What is CANDLE?

CANDLE

CANDLE is software for deep learning at scale. In the early stages, the software is being developed for execution on the Department of Energy’s leadership computing resources. However, in theory the software can execute on any reasonably configured cluster. This repository serves as a place for top level documents, tests, and other artifacts that span multiple repositories in the ECP-Candle organization.

Background

The code for our cancer work has three main components: deep learning cancer related benchmarks (Benchmarks repository), infrastructure for scaling deep learning onto DOE leadership systems (multiple repositories to which we will generally refer to as Candle), and codes that push the science forward (ModelZoo repository). For the ModelZoo repository, we have not yet started work.

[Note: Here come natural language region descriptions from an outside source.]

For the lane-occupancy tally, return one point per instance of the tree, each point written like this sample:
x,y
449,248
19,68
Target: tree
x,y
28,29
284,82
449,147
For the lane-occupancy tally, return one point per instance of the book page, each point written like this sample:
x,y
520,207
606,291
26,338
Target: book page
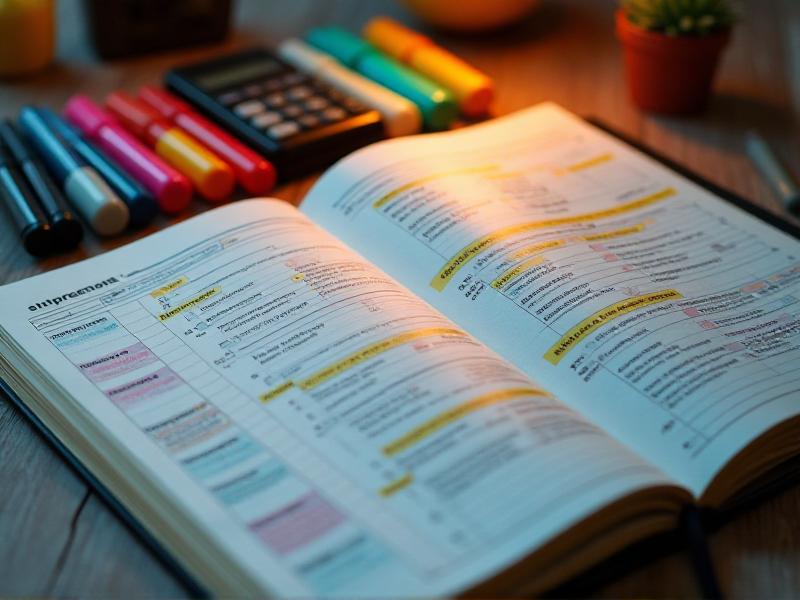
x,y
329,430
664,314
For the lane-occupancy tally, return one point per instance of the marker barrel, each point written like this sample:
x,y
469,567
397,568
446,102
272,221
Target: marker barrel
x,y
255,173
212,177
400,116
172,190
141,204
437,104
91,196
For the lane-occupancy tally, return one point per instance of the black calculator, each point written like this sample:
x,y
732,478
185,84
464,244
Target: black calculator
x,y
298,122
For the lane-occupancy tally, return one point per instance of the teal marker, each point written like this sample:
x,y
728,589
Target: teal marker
x,y
437,104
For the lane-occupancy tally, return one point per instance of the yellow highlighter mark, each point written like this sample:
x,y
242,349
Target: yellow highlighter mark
x,y
444,419
397,485
467,253
588,163
168,287
189,304
275,392
608,235
372,351
513,272
570,339
535,248
423,180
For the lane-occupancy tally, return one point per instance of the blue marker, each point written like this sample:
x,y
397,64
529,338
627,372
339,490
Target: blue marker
x,y
90,195
141,204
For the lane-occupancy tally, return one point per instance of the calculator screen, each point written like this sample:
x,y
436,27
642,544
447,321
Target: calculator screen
x,y
238,73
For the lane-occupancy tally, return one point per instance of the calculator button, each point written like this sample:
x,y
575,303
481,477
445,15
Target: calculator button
x,y
294,79
301,92
253,90
309,121
334,113
316,103
275,100
292,111
230,98
354,106
267,119
283,130
249,109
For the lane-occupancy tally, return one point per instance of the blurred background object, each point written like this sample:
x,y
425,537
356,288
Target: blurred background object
x,y
27,36
130,27
671,50
471,15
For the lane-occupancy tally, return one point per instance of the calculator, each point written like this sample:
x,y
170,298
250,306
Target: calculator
x,y
298,122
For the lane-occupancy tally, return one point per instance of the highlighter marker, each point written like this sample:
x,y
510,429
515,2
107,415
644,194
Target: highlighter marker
x,y
172,190
89,194
437,104
473,89
400,116
254,172
141,204
34,231
67,230
212,177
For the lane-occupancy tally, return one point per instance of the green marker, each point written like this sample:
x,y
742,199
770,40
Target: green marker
x,y
437,104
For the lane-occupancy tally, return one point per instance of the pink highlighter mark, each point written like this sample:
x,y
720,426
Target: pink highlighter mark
x,y
117,363
297,524
127,395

From the perspective of source code management, we would like for these three main components to evolve independently. We imagine that the vast majority of the community would use the Benchmarks and ModelZoo but not Candle since few will have big machines.

CANDLE Releases

The Candle releases will include examples that demonstrate scalability and utility of things like hyper-parameter searches and data parallelism. The Candle releases can and will include things that are not in the benchmarks. They have different purposes. Candle releases should include codes aimed at demonstrating utility. For example in the first release with the focus on hyper-parameter sweeps, the codes we include should show interesting behavior from such searchers.

In the first release, we focus on demonstrating early scaling of hyper-parameter searches. In the second release, we will improve on the hyper-parameter search but also introduce data parallelism. Examples that benefit from data parallelism may not necessarily be drawn from the benchmarks.

The third release that might focus on advancing model parallelism and will need to include more examples that benefit from this parallelism. The fourth release starts to make sure they combine well.

Cancer Deep Learning Benchmarks

Benchmarks may also be included as the examples in CANDLE releases, but not necessarily all benchmarks will be used as CANDLE examples. Benchmarks are simple for individuals to run stand-alone and are representative problems. The benchmarks are not necessarily codes that we would run big time cycles on for pushing research forward.

The Benchmarks releases will change over time. For example, in pilot one we are investigating changes the P1B1 and P1B2 codes. NT3 might end up replacing P1B2 and the variational autoencoder might end up replacing P1B1.

We will continue to add things to the benchmarks as each pilot project develops codes that are pushing the science. These codes will not necessarily be the codes in the benchmarks or used as examples for CANDLE releases, however could reside in the Zoo.